A Novel Fusion of Radiomics and Semantic Features: MRI-Based Machine Learning in Distinguishing Pituitary Cystic Adenomas from Rathke's Cleft Cysts

Ceylan Altintas Taslicay; Elmire Dervisoglu; Okan Ince; Ismail Mese; Cengizhan Taslicay; Busra Yaprak Bayrak; Burak Cabuk; Ihsan Anik; Savas Ceylan; Yonca Anik

doi:10.5334/jbsr.3470

Full Article

Introduction

Pituitary adenomas are the most frequent masses of the sellar region that typically show hypo- or isointense signals on magnetic resonance imaging (MRI) [1,2].When complicated with necrosis, hemorrhage, or cystic degeneration, their signals may change and even appear purely cystic [3].

Rathke’s cleft cysts (RCCs) originate from the embryologic remnants of Rathke’s pouch and often show similar signals to cerebrospinal fluid on T1-weighted imaging (T1WI) and T2-weighted imaging (T2WI). However, the diverse composition of the cystic fluid—ranging from serous to mucinous—may result in signal variability [4].

The differentiation between cystic pituitary adenomas (CPA) and RCCs is a significant challenge, as they often exhibit similar appearances on MRI. Existing research suggests that up to 50% of surgically confirmed RCCs were initially misidentified as CPA preoperatively [3].

The need for an accurate pre-surgical distinction between CPA and RCCs is of utmost importance as treatment strategies vary significantly. While RCCs may only require partial wall resection and cyst contents evacuation, CPA might necessitate total resection to mitigate mass effects and control hormonal excess [5-8]. Unnecessary surgical excision of RCCs can lead to severe complications, including cerebrospinal fluid leaks, infections, and hypothalamic injury [8,9]. Distinguishing CPA from RCCs based purely on MRI is a formidable task [10]. In light of this, developing reliable methods to improve preoperative differentiation is crucial. Our study delves into the potential of machine learning to meet this need.

Materials and Methods

Study Design and Data Collection

Approval for this study was obtained from the institutional review board under the Declaration of Helsinki. Contrast-enhanced pituitary MR images between 2015 and 2020 were reviewed retrospectively in our hospital’s Picture Archiving Communicating Systems workstation. A written informed consent form is provided to patients before routine MR examinations.
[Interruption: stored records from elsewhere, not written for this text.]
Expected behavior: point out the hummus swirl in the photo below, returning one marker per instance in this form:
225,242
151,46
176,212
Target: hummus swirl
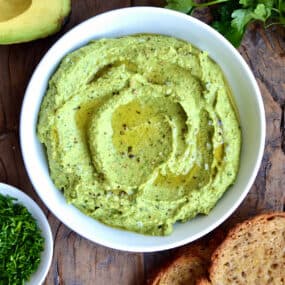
140,132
The inclusion criteria were as follows: (i) sellar location, (ii) a tumor size of >10 mm, (iii) pure cystic character, (iv) pathologically proven RCCs or CPA. The exclusion criteria were as follows: (i) mixed cystic-solid character, (ii) a tumor size of <10 mm, and (iii) low-quality MR images. A tumor size of 10 mm was taken as a cut-off value for inclusion criteria to evaluate semantic features more reliably, decrease interobserver variations, and segment the tumor more precisely. Finally, 65 patients (28 RCCs, 37 CPAs) were included in the study.

MRI Acquisition

MR images were acquired at our center using 1.5 Tesla MRI (Gyroscan Intera, Philips Medical Systems, Eindhoven, The Netherlands) and 3 Tesla MRI (Achieva Intera, Philips Medical Systems, Eindhoven, The Netherlands) scanners equipped with a 16-channel head coil. Sagittal fat-saturated precontrast T1W images were acquired with a TE of 15 ms and a TR of 570 ms. Coronal T2W images were acquired with a TE of 120 ms and a TR of 3000 ms. Precontrast coronal and sagittal T1W images were acquired with a TE of 10 ms and a TR of 500 ms. All sequences were performed with a slice thickness of 3 mm, a gap of 0.3 mm, and a field of view (FOV) of 120 mm. Dynamic coronal T1W images were obtained with a TE of 10 ms, a TR of 500 ms, a slice thickness of 2 mm, a gap of 0.2 mm, and a FOV of 120 mm 3 minutes following the injection of the contrast.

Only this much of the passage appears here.